The mobile phone in its current, second-generation, digital cellular form is a boom market. The progression to a third generation of mobile wireless terminal is being touted as a driver of the electronics industry in the next decade. But the industry is sitting on a potential time bomb, because the debate about alleged health risks from prolonged exposure to microwaves just will not go away.
The latest furor in Europe surrounds reports that certain patent applications for components associated with mobile telephony have included such phrases as "with reduced health risks" and "to prevent the health of the user being injured." That's being interpreted by some as saying that if patented innovations can reduce health risks in mobile telephony, there must be a risk to health without them.
Of course, the nature of the debate puts electronics companies in an unen-viable position, because it's almost impossible to prove the negative assertion that long-term exposure to microwaves at the levels used in mobile telephony does not harm users.
For now this writer and user of a mobile phone is prepared to take equipment makers at their word-that throughout extensive tests conducted both internally and externally, there is, so far, nothing that points to any health dangers.
Yet, debate lingers about the ability of cavities in the head, which are essentially water-filled, to act as lenses and focus microwave energy to produce local heating. There are legitimate questions, which should be answered. Does that heating happen? Can we quantify the temperature rise? What is the biological effect of such heating repeated over years?
It's easy for large equipment makers to fall into the trap of holding multiple positions: On the one hand, there's no danger; on the other, because of a fear of exposure to electromagnetic fields among some sectors of the population, companies should work to reduce exposure.

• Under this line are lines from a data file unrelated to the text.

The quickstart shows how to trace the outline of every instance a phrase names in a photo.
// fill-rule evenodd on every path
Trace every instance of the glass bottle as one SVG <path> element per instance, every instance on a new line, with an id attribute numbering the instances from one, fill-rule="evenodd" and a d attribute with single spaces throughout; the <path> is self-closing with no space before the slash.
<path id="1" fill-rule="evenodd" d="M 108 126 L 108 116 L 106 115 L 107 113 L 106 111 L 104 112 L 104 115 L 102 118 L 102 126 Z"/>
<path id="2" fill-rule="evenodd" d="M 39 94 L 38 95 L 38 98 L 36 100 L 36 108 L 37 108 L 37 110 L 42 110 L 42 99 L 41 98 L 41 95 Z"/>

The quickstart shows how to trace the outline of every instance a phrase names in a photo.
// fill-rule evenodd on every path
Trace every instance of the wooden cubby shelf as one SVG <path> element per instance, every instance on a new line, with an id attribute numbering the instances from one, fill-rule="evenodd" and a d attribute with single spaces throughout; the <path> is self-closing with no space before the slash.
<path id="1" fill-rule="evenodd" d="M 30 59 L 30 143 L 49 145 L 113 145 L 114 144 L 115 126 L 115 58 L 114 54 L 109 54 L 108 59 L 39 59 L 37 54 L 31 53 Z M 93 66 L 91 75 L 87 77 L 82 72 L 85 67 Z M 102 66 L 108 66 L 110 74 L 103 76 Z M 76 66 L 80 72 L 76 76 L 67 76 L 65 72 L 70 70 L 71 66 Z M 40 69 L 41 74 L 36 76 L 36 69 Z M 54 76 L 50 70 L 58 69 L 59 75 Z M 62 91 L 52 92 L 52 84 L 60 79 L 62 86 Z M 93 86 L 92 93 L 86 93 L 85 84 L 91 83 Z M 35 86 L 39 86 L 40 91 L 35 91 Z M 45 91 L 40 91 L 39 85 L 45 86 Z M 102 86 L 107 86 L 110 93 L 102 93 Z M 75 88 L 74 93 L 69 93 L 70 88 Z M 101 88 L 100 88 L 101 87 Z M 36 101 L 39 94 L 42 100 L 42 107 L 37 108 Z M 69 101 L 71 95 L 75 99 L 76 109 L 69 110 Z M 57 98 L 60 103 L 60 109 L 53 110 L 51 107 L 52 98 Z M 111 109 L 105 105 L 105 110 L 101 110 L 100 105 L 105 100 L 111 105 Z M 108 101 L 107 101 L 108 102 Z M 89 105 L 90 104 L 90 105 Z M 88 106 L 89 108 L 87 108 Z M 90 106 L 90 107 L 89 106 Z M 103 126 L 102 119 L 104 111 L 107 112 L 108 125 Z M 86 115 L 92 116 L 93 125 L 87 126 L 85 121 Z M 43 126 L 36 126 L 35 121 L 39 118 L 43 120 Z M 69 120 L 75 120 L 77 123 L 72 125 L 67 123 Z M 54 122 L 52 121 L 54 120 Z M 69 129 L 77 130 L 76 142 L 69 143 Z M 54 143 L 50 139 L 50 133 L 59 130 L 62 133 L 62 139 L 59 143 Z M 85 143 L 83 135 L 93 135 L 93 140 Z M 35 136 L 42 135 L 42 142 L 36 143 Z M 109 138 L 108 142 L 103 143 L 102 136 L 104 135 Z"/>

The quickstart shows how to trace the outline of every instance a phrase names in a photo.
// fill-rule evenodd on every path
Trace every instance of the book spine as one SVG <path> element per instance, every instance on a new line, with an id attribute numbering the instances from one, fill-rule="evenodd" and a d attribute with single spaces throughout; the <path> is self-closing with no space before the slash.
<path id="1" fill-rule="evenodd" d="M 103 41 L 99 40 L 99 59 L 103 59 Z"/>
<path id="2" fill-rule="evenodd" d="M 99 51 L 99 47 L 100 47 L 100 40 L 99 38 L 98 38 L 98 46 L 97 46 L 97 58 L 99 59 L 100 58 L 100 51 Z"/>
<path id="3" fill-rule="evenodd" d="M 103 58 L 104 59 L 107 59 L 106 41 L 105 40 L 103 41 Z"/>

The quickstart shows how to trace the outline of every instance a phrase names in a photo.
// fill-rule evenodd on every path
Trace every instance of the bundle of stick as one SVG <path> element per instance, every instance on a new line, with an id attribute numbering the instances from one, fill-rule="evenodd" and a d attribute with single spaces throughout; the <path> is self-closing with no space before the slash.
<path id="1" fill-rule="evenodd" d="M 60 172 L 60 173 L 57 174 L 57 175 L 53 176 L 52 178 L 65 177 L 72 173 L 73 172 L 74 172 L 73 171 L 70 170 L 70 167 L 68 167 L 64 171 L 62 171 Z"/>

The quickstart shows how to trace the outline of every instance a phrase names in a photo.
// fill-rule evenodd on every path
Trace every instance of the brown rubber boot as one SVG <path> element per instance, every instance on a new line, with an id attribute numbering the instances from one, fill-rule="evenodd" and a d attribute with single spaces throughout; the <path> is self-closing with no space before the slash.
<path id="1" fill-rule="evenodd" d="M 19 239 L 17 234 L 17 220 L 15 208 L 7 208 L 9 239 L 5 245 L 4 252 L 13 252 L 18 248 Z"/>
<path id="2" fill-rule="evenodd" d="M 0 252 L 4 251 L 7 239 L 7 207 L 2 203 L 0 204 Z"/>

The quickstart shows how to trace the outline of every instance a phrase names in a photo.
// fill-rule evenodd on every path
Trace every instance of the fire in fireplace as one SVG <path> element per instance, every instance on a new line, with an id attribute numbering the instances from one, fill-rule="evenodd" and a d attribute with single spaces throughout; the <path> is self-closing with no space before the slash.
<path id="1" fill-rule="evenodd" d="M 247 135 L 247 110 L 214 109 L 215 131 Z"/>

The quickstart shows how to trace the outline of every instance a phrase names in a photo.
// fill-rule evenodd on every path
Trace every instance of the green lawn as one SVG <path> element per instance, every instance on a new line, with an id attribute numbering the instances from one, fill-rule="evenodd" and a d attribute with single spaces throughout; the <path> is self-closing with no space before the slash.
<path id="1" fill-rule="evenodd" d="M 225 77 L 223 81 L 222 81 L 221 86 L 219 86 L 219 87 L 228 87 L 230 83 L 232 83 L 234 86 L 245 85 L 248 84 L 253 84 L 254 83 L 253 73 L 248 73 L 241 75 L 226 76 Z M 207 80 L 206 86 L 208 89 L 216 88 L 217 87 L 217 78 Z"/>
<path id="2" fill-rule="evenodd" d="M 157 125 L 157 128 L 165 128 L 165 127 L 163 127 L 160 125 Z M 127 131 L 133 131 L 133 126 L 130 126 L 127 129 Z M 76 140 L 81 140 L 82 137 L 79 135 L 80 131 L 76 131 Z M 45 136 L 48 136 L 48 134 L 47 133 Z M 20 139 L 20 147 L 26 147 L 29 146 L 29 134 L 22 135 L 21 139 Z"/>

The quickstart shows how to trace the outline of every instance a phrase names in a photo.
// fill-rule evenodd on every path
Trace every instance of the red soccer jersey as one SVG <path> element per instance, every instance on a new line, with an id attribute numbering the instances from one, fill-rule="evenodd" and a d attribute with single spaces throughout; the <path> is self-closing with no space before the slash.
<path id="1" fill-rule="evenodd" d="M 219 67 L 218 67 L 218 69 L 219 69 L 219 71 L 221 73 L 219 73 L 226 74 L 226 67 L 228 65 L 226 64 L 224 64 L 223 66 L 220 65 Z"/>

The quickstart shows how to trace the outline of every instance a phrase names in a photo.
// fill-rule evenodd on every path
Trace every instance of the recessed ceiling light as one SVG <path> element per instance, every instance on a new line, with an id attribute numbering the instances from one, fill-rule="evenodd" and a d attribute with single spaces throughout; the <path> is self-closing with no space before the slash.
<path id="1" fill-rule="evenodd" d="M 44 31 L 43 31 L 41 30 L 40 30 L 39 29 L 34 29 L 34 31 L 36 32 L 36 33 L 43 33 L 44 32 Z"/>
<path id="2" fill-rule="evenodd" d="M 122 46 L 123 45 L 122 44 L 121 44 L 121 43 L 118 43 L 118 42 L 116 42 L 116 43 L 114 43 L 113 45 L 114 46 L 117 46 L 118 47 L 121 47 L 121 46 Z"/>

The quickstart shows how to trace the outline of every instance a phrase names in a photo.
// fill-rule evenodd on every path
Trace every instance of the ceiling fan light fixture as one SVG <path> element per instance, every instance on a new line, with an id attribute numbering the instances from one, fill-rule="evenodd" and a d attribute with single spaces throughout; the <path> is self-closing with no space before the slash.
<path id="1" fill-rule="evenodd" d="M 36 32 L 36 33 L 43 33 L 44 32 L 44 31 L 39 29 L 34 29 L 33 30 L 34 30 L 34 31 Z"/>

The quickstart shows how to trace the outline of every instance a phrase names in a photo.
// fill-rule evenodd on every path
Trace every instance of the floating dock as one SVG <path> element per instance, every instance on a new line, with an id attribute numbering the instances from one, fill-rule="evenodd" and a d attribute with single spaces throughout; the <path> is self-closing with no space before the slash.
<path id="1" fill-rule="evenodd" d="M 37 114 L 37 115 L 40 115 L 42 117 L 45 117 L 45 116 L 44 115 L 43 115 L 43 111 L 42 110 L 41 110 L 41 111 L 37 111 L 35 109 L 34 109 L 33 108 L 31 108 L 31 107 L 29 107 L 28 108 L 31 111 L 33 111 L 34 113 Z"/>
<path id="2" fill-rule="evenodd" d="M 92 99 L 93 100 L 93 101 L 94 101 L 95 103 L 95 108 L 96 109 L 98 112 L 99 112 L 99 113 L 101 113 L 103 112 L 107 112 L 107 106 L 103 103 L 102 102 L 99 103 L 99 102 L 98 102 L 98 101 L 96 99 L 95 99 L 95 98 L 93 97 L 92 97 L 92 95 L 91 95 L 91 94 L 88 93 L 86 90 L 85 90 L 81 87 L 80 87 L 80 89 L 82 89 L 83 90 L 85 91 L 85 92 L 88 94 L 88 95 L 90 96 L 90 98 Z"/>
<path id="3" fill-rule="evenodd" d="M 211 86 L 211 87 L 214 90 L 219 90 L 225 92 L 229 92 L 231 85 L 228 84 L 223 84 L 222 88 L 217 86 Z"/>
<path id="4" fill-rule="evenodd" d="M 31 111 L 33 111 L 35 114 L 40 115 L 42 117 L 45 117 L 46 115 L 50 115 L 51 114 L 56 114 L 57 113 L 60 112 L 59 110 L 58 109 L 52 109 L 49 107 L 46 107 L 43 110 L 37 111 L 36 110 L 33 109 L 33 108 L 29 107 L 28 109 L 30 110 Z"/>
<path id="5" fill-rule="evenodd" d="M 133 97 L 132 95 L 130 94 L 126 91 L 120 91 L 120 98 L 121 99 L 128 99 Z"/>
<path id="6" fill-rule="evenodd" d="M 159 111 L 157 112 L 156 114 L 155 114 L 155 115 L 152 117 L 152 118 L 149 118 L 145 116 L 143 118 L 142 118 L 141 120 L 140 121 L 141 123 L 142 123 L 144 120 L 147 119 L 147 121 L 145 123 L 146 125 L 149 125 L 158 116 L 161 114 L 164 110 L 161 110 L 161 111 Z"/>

The latest argument is that the mobile terminal will in any case evolve into something distributed over the body and that the wireless transceiver will not be something users are expected to hold against the side of their heads for much longer.
But it's too easy for equipment makers to keep a low profile when it comes to a debate on the health aspects of mobile telephones and terminals, perhaps because they genuinely believe there is no health issue, or on the grounds that such a debate could hurt sales. For a set of electronic technologies that promise to hold a key position in the provision of 21st-century services, it is important that their fitness for use is demonstrated, again and again and again.